Pure states, positive matrix polynomials and sums of hermitian squares

TL;DR

This paper establishes a bijection between pure states of an archimedean quadratic module of matrix polynomials and a product space, providing conceptual proofs for positivity certificates and exploring extensions beyond symmetric polynomials.

Contribution

It introduces a natural bijection linking pure states to a product space, offering new conceptual proofs for positivity certificates of matrix polynomials.

Findings

Bijection between pure states and a product space involving S and projective space

Conceptual proof of Hol and Scherer's positivity result for matrix polynomials

Discussion on non-symmetric polynomials and non-archimedean cases

Abstract

Let M be an archimedean quadratic module of real t-by-t matrix polynomials in n variables, and let S be the set of all real n-tuples where each element of M is positive semidefinite. Our key finding is a natural bijection between the set of pure states of M and the cartesian product of S with the real projective (t-1)-space.
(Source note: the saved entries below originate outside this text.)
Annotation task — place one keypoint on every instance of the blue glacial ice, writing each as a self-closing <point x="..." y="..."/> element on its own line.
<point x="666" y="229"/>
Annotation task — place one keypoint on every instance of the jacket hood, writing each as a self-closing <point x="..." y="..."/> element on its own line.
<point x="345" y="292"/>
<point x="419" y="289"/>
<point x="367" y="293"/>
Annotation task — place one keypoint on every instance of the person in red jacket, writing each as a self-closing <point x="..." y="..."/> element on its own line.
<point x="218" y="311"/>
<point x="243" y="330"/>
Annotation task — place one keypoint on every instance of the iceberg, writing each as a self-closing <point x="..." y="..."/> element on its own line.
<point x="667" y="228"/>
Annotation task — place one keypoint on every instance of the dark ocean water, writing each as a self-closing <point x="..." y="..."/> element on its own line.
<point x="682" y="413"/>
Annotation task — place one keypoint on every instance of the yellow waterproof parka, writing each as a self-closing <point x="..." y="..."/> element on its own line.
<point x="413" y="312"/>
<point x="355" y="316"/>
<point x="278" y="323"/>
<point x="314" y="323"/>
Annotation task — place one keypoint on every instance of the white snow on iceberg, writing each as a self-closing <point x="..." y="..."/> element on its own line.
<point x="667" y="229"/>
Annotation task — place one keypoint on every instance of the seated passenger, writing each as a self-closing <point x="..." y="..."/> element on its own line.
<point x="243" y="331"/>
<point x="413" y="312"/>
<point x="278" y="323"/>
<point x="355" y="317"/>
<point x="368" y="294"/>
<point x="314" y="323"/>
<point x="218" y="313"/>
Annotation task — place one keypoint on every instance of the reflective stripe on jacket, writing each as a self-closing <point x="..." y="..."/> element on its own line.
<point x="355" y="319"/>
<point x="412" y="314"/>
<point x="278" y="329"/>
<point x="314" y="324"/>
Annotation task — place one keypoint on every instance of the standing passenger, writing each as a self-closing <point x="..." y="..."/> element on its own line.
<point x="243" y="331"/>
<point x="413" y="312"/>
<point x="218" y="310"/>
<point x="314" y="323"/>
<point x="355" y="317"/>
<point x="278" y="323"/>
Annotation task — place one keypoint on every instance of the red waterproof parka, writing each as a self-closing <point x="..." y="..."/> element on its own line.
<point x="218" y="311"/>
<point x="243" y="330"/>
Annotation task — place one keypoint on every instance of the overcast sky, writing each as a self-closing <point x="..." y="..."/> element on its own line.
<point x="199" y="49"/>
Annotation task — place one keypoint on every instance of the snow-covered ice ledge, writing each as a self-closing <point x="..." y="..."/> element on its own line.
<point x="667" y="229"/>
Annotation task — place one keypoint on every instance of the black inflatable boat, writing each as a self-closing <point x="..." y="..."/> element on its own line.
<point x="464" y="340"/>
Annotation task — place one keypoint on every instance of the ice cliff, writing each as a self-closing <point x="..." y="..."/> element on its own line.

This leads us to conceptual proofs of positivity certificates for matrix polynomials, including the recent seminal result of Hol and Scherer: If a symmetric matrix polynomial is positive definite on S, then it belongs to M. We also discuss what happens for non-symmetric matrix polynomials or in the absence of the archimedean assumption, and review some of the related classical results. The methods employed are both algebraic and functional analytic.